Material & Qualität: Warum nicht jede Hängematte gleich ist
Viele denken bei Hängematten an dünne Netze aus dem Gartenmarkt, die schon beim Anschauen reißen. Outdoor‑Hängematten sind dagegen kleine Hightech‑Wunder: reißfestes Nylon, verstärkte Nähte, stabile Aufhängungen. Das macht den Unterschied zwischen „Ich schlafe wie ein Baby“ und „Ich falle um drei Uhr morgens wie ein nasser Sack auf den Waldboden“. Wer viel reist, sollte auf eine robuste Verarbeitung achten – sie entscheidet über Komfort und Langlebigkeit.

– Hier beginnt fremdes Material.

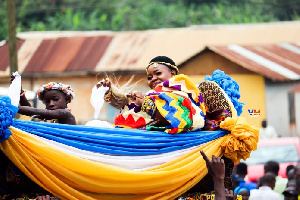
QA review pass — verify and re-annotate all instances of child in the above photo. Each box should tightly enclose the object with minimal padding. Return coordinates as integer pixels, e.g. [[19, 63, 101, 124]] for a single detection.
[[0, 76, 76, 199], [18, 82, 76, 125]]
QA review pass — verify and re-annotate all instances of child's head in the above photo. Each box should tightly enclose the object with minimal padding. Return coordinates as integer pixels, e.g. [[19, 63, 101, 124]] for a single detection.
[[146, 56, 178, 89], [37, 82, 75, 110]]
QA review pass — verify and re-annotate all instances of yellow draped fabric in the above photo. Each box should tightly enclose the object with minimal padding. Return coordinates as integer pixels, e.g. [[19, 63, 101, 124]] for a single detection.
[[1, 116, 258, 200]]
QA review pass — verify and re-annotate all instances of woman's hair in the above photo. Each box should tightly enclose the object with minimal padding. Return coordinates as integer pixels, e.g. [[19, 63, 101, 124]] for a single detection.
[[146, 56, 179, 74], [149, 56, 176, 65]]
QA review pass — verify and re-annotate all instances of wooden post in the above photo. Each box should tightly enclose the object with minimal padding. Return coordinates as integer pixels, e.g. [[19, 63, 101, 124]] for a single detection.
[[6, 0, 18, 74]]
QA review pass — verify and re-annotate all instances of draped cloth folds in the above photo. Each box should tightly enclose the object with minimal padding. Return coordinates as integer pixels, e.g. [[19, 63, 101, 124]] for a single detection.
[[1, 116, 258, 200], [0, 93, 258, 200]]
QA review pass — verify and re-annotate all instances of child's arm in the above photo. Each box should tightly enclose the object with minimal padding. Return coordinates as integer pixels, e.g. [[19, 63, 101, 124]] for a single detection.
[[18, 106, 76, 125]]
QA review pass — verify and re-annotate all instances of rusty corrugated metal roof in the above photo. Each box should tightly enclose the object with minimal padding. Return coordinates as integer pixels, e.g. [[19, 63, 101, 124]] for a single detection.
[[0, 22, 300, 80], [23, 36, 112, 73], [0, 40, 24, 71], [208, 43, 300, 81]]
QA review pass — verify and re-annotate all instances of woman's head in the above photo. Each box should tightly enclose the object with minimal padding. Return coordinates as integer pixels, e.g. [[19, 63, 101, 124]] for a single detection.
[[37, 82, 75, 110], [146, 56, 178, 89]]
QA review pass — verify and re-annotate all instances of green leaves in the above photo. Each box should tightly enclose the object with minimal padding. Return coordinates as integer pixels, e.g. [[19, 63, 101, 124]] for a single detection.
[[0, 0, 300, 40]]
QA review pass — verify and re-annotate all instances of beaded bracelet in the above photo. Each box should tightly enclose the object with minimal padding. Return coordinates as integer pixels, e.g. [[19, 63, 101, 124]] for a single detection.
[[142, 99, 156, 117], [20, 89, 26, 97]]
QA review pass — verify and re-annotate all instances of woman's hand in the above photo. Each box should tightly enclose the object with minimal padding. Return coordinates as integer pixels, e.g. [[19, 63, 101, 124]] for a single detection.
[[126, 91, 145, 106]]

Aufhängungssysteme: Gurte statt Knoten
Knoten können romantisch wirken, aber spätestens beim Regen oder wenn man müde ist, wünscht man sich etwas Einfacheres. Moderne Baumschlingen mit Schlaufen sind schnell, sicher und baumschonend. Außerdem ersparen sie dir Diskussionen mit Förstern oder Platzbesitzern. Einmal eingehängt, hält das Setup bombenfest – und du musst nicht heimlich YouTube‑Tutorials schauen, wie man einen „doppelten Palstek“ macht.
Tiere & Natur: Wer nachts so vorbeischaut
In der Hängematte bist du näher an der Natur – und manchmal näher an ihren Bewohnern. Meistens sind es harmlose Besucher: neugierige Igel, raschelnde Mäuse oder ein Frosch, der sich fragt, warum du in seinem Wohnzimmer hängst. Wichtig ist nur: Lebensmittel nicht offen liegen lassen. Sonst wirst du zum nächtlichen Buffet.

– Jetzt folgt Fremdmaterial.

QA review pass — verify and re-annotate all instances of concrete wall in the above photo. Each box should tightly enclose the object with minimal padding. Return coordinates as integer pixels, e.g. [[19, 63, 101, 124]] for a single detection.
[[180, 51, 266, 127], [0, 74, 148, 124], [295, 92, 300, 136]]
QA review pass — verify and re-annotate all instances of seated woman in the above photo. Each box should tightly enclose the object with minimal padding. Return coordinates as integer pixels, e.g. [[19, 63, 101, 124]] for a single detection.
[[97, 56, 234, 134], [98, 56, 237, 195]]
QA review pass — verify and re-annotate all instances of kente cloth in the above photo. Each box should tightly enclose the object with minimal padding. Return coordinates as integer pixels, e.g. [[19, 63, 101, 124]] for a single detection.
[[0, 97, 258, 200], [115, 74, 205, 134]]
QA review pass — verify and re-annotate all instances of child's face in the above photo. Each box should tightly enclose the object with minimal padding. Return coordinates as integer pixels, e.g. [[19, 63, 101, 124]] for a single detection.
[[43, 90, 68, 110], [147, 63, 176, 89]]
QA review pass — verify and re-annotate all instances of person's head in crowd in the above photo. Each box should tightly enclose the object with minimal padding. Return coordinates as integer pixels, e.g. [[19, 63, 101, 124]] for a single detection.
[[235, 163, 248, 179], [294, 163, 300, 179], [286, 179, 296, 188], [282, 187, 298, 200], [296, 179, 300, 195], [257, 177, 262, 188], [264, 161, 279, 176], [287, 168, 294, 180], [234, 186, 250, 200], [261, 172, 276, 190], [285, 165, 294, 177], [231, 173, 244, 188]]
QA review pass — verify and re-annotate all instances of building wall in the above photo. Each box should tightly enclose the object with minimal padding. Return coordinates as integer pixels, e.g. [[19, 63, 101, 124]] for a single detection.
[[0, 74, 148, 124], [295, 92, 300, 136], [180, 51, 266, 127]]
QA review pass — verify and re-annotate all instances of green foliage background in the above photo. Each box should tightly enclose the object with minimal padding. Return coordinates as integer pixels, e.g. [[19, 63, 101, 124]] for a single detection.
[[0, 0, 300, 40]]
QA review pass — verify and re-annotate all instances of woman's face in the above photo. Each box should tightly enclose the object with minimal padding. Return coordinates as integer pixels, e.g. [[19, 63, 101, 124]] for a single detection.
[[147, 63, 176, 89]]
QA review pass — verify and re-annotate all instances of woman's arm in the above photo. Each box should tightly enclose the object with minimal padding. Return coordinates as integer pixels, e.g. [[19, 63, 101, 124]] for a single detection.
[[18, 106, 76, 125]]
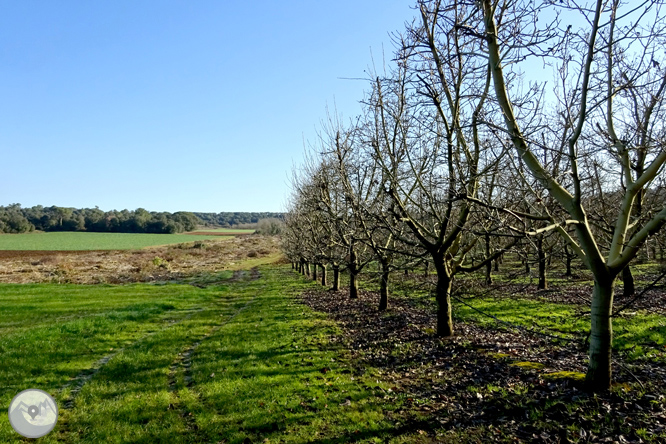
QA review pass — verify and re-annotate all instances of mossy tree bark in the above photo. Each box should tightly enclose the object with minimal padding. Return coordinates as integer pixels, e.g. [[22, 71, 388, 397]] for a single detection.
[[537, 236, 548, 290], [585, 277, 614, 392], [379, 261, 391, 311], [332, 263, 340, 291]]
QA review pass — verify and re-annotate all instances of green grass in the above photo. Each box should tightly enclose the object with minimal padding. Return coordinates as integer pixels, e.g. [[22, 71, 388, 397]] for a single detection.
[[0, 267, 411, 443], [0, 231, 224, 250], [453, 298, 666, 359]]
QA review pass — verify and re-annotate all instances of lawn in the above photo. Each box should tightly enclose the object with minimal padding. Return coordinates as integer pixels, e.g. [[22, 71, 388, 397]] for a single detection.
[[0, 231, 224, 251], [0, 267, 402, 443]]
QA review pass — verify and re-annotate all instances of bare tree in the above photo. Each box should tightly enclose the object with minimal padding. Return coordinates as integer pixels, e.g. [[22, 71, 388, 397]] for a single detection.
[[480, 0, 666, 390]]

Warum Hängematten perfekt fürs Motorrad‑Camping sind
Weniger Gewicht, weniger Volumen, weniger Stress. Sie passt in jede Tasche und macht das Motorrad leichter und wendiger – gerade im Gelände ein echter Vorteil. Außerdem entfällt das Drama mit nassem Zelt, matschigem Boden und sperrigen Packsäcken. Du packst schneller, fährst früher los und hast mehr Zeit für Kaffee. Und wer will das nicht?

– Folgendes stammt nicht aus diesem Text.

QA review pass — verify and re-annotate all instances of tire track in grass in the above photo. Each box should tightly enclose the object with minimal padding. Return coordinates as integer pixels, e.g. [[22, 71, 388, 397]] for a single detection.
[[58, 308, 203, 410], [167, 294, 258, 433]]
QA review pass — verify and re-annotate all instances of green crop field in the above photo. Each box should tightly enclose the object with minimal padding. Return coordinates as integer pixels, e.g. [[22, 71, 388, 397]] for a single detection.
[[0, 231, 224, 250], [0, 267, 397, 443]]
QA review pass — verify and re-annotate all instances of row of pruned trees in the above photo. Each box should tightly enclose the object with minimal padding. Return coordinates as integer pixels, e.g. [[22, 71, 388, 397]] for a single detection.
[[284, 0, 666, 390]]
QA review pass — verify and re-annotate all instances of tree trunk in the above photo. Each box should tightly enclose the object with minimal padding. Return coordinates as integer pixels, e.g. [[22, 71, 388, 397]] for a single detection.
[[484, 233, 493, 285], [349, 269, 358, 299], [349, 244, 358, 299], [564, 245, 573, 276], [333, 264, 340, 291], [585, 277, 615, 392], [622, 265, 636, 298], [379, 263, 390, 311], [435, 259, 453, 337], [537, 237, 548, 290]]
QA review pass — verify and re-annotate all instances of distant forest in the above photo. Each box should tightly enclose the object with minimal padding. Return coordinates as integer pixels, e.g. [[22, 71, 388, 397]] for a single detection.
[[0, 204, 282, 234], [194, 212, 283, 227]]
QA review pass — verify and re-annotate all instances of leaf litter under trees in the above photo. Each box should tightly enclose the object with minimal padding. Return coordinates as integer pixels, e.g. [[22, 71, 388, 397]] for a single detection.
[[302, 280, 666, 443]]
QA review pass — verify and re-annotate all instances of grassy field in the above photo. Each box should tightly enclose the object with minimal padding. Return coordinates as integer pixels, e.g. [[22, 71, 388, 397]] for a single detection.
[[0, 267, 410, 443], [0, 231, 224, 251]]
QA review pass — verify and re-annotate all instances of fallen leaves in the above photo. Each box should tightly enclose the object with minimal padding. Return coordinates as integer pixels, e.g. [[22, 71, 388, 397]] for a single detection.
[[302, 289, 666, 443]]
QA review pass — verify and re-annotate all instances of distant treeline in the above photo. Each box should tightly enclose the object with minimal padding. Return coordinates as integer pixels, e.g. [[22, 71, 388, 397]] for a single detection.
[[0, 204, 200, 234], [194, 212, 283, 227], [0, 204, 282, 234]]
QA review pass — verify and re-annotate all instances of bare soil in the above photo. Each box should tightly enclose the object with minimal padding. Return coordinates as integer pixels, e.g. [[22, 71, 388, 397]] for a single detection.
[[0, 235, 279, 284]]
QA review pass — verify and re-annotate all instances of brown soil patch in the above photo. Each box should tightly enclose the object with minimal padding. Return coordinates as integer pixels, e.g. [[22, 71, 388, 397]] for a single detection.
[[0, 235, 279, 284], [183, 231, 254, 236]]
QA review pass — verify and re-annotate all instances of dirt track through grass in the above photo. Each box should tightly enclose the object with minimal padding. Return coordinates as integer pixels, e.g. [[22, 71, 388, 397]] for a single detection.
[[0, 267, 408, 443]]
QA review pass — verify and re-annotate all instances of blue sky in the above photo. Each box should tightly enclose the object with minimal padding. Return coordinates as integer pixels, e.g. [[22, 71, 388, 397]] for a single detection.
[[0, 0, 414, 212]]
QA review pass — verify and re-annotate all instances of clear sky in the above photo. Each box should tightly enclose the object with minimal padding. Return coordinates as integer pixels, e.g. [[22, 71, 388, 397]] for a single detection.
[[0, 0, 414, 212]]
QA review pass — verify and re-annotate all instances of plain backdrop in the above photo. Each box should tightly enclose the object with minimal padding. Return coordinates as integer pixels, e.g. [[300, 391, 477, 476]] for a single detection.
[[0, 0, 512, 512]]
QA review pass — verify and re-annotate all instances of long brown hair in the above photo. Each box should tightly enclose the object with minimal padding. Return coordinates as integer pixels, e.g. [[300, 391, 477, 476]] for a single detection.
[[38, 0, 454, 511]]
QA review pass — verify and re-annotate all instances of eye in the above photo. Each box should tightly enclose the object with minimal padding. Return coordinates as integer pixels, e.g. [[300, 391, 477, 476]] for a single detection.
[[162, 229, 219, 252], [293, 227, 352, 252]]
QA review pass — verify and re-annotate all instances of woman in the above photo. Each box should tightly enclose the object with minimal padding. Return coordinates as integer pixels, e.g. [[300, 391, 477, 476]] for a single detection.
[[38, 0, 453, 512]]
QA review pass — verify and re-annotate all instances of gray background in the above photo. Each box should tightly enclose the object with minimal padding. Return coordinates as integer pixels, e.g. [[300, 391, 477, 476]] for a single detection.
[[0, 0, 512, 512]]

Fazit: Drei Bäume, ein Netz, ein Tarp – und du schläfst wie ein König
Wer einmal in einer Hängematte geschlafen hat, will nie wieder zurück ins Zelt. Es sei denn, du magst Rückenschmerzen, feuchte Böden und das Gefühl, in einer Plastiktüte zu wohnen. Für alle anderen gilt: sie ist das neue Zelt. Wir empfehlen dir eine extra breite 🔗Hängematte* zu besorgen und diese allein zu verwenden. Ihr habt mehr Stoff zur Verfügung und es ist gemütlicher. Und falls du gerade überlegst, ob du wirklich drei Bäume findest – keine Sorge. Die Natur ist voll davon. Du musst nur mal die Augen offen halten. Und wenn du auf dem Campingplatz danach fragst, dann mit dem richtigen Gesichtsausdruck. Am besten so, als würdest du gleich ein Ritual durchführen. Das wirkt.